Alfred Marshall’s household economics: the role of the family in cultivating an ethical capitalism
探讨马歇尔家庭经济学中伦理的两种用法,揭示家庭在培育伦理资本主义中的角色,挑战了马歇尔经济学对伦理价值无知的传统解读。
Marshall's economics of the family has received little attention, yet it promises to provide a new perspective on his account of the relationship between economics and ethics. Two uses of the term 'ethics' are found in Marshall's household economics. The first assigns the term to altruistic preference for the well-being of other family members, and this is associated with a 'descriptive' economics, broadened to include preferences that are both self-interested and ethical. The second use of ethics, however, is identified with a concept of social or collective good as an index of 'higher faculties'. This second notion, which reflects the continued influence of a youthful interest in Hegel's Philosophy of History, is associated with an evaluative economics.

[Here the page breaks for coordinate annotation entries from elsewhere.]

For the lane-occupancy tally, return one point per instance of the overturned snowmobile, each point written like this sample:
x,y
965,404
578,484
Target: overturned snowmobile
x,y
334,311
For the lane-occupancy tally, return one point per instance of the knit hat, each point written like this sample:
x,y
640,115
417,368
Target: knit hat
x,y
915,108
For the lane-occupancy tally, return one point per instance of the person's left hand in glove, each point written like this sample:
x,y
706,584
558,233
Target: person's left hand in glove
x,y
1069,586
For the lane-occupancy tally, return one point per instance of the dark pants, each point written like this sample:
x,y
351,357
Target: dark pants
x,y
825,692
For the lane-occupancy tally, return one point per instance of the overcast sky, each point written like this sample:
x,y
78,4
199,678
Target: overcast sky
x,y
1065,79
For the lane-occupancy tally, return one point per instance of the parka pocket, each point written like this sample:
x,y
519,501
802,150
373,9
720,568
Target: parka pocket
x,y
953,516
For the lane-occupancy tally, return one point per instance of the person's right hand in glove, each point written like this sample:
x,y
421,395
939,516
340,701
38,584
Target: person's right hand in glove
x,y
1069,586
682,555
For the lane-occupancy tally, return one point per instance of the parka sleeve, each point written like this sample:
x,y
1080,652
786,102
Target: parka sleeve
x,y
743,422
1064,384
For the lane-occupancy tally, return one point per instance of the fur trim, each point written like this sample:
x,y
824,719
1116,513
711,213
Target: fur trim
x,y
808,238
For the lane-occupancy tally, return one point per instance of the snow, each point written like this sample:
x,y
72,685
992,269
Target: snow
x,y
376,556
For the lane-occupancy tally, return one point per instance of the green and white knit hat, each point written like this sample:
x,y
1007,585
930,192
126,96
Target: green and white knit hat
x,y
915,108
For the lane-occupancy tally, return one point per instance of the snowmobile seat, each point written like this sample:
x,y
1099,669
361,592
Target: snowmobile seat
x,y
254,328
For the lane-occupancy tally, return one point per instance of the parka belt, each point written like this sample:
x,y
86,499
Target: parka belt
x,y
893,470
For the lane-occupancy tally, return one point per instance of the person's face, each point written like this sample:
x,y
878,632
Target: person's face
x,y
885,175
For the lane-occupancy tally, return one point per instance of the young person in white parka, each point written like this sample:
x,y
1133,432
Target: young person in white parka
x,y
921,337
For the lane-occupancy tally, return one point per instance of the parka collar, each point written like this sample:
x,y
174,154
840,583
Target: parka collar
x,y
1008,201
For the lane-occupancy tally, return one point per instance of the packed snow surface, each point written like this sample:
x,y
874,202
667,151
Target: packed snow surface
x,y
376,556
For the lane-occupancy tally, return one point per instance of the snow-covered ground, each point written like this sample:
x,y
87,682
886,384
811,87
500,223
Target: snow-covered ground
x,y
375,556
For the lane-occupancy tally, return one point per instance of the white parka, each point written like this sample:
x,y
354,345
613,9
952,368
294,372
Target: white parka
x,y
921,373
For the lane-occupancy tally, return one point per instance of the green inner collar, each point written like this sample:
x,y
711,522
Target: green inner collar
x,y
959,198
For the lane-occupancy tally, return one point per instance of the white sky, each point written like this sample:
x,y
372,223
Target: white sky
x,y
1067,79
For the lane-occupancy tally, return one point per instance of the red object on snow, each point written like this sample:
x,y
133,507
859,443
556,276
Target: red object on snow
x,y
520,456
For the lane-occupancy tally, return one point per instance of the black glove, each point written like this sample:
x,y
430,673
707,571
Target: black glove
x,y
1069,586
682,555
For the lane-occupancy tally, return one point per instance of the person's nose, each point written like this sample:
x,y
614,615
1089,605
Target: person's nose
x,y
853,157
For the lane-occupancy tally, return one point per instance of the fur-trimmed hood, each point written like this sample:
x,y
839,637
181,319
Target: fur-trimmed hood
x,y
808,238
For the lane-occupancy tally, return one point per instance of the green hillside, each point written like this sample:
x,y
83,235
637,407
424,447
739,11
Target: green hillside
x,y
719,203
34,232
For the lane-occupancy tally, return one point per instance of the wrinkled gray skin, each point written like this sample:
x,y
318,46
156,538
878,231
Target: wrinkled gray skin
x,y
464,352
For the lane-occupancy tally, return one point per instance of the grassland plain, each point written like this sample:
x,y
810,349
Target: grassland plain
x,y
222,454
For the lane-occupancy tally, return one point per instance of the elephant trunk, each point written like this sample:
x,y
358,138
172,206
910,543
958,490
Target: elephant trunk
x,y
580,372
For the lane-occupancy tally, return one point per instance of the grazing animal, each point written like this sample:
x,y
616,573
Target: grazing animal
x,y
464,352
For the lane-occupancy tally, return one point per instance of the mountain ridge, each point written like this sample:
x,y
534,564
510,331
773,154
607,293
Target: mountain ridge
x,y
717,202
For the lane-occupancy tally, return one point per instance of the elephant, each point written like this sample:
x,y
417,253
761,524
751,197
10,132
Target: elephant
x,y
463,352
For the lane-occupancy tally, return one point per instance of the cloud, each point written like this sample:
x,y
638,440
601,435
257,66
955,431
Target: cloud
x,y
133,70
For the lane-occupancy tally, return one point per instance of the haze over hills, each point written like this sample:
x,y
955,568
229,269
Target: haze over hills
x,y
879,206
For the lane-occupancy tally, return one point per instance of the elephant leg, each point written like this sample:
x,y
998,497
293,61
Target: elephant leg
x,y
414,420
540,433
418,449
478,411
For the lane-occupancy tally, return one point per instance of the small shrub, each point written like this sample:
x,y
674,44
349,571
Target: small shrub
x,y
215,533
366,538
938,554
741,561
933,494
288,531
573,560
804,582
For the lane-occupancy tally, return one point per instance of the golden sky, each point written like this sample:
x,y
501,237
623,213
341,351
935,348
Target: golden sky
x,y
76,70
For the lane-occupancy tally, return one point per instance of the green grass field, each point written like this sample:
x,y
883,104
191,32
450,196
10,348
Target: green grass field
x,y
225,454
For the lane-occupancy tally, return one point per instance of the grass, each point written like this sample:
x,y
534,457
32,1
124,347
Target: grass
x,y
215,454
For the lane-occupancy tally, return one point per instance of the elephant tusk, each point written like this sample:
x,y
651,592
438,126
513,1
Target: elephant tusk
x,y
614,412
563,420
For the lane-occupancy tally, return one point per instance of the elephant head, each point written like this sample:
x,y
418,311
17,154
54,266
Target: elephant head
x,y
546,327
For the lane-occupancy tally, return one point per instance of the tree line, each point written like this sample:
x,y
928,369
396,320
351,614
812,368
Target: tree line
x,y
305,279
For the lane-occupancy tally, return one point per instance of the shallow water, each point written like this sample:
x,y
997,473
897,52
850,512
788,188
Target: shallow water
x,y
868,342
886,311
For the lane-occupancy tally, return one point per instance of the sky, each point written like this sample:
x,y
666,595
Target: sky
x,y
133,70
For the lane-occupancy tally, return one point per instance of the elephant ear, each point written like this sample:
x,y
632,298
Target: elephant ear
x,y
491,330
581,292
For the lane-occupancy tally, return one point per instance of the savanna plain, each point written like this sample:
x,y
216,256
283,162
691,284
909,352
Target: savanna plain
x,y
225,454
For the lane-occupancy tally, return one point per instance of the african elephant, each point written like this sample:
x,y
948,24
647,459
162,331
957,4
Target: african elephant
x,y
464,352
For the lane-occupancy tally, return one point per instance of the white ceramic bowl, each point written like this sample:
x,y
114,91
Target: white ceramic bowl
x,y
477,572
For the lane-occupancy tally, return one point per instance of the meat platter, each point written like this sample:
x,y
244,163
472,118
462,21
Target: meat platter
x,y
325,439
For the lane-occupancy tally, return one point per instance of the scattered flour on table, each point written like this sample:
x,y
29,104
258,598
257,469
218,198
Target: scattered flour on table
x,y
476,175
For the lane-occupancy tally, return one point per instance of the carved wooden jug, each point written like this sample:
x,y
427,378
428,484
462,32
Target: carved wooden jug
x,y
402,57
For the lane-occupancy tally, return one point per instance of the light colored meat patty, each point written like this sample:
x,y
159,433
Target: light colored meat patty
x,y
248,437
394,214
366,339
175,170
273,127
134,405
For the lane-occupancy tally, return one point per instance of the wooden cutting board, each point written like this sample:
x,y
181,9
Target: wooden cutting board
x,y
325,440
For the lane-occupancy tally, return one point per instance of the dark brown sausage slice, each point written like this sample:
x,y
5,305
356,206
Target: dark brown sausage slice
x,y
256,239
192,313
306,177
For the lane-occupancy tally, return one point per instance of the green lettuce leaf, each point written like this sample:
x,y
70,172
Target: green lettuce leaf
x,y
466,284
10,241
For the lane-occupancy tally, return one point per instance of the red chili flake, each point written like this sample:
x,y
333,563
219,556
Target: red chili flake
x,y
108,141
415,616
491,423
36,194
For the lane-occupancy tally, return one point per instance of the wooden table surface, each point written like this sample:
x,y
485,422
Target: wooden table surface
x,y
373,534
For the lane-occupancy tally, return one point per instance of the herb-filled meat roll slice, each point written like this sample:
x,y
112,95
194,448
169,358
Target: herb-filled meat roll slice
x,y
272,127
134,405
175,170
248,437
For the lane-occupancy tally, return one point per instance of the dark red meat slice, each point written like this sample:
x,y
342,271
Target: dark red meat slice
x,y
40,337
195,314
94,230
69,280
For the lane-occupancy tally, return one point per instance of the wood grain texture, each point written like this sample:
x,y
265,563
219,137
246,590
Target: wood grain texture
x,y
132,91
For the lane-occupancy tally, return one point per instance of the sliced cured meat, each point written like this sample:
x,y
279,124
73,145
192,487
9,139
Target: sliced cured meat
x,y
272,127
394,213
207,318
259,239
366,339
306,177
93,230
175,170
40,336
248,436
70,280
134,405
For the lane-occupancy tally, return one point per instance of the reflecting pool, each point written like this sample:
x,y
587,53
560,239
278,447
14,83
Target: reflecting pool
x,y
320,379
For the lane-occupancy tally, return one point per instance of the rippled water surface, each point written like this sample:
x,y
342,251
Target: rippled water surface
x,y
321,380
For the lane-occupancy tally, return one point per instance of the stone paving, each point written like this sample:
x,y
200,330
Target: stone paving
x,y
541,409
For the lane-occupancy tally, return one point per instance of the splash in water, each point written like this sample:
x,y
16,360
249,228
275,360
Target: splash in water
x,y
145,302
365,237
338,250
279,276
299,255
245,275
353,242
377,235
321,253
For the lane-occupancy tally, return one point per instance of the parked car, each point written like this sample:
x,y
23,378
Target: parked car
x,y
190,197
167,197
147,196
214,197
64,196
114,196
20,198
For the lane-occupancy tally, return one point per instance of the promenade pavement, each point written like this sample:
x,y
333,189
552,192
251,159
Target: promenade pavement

It involves ascribing to families the moral role of cultivating labour productivity in view of more widespread faculty development. To this ideal Marshall ascribes a substantive content, which permits him to assess empirical patterns of family formation, resource production, educational investment and bequest. The explanation of how Marshall's social ethics informs his economic evaluations constitutes a departure from the standard interpretation of Marshall's economics as pre-ethical or agnostic about the ethical value of preferences.